Kazakhstan appoints Tasmagambetov defence minister

By bne IntelliNews October 22, 2014

bne -

 

Imangali Tasmagambetov, former mayor of the Kazakh capital, Astana, has been appointed defence minister, while former defence minister Adilbek Dzhaksybekov in turn becomes mayor.

The appointments were announced on the Kazakh president Nursultan Nazarbayev's Twitter account. Tasmagambetov, who had previously held posts of prime minister and mayor of Almaty, has been tipped off as one of the potential successors to Nazarbayev.

Given the importance of the defence minister's job in the wake of Russia's annexation of Crimea and support to rebels in eastern Ukraine, Tasmagambetov's appointment as defence minister will be seen as a promotion and a sign of Nazarbayev's trust.

The Kremlin's annexation of Crimea has given rise to fears in Kazakhstan that Moscow may use the rights of ethnic Russians and Russian speakers in northern and eastern Kazakhstan as a pretext to annex parts of Kazakh territory in the future.

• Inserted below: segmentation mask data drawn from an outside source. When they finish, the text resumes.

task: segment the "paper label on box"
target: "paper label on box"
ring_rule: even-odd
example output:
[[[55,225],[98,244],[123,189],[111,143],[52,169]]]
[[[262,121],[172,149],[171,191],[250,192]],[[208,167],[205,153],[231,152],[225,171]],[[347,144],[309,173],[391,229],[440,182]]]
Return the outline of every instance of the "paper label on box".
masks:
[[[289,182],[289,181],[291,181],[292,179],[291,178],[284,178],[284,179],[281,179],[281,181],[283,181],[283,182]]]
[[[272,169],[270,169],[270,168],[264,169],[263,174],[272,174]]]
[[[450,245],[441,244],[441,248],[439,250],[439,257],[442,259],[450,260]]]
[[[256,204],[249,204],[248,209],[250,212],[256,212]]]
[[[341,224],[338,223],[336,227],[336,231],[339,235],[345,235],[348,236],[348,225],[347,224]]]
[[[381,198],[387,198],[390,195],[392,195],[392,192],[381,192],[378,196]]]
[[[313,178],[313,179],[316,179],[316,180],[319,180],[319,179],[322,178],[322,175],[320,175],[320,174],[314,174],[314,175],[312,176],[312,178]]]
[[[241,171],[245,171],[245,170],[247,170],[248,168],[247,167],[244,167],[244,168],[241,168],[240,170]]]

In a televised interview on August 24 Nazarbayev tried to quell these fears. "Some fear that Russia will again invade us. But this is not true," he said, warning that Kazakhstan should be careful in promoting the Kazakh language at the expense of Russian. More than 90% of Kazakhstan's 17.3m citizens are able to speak Russian, but only around two-thirds claim to speak Kazakh. Kazakhstan's constitution designates Kazakh as a state language, while Russian serves as a lingua franca and is allowed in official use. "If we adopt laws to ban all languages but Kazakh, we will turn into a Ukraine," he said in reference to the Ukrainian parliament's revocation of the official status of Russian in eastern and southern regions following the ousting of former president Viktor Yanukovych.

On August 29 Russian President Vladimir Putin, when asked by a student at a youth forum whether Kazakhstan would see a repeat of the "Ukrainian scenario" should it diverge from its current pro-Russian policy, Putin said Nazarbayev was a "very wise" leader who knew perfectly well that a "vast majority of Kazakh citizens favour the development of relations with Russia”. 

At the same time, Putin made what appeared to be a veiled threat about the fragility of Kazakh nationhood. "He [Nazarbayev] made a unique thing. He has created a state on a territory where there had never been a state," Putin said. "Kazakhs didn't have statehood."

Modern-day Kazakhstan was established as an autonomous republic of the Russian Soviet Federative Socialist Republic in 1920 and was promoted to a Soviet republic in 1936, finally winning independence only on the dissolution of the Soviet Union in 1991. The Kazakhs need the Moscow-led CU and EEU, Putin continued, "because this is beneficial for them to develop the economy and to remain in the space of a great Russian [speaking] world”.

Ethnic Russians accounted for 21.5% of Kazakhstan's 17.3m population at the beginning of 2014, according to the Kazakh Statistics Committee. The northern and eastern Kazakh regions on the border with Russia have sizeable ethnic Russian populations. In the Kostanay and North Kazakhstan regions, ethnic Russians outnumber ethnic Kazakhs, who account for just over a third of the population. Ethnic Russians constitute 42.1% and 50% respectively. In the northern Pavlodar and Akmola Regions ethnic Kazakhs account for about 50% of the population, with ethnic Russians making up 34.5% and 37.3% respectively. In East Kazakhstan Region, ethnic Kazakhs are an absolute majority at 58.4%, but the share of ethnic Russians is 38%.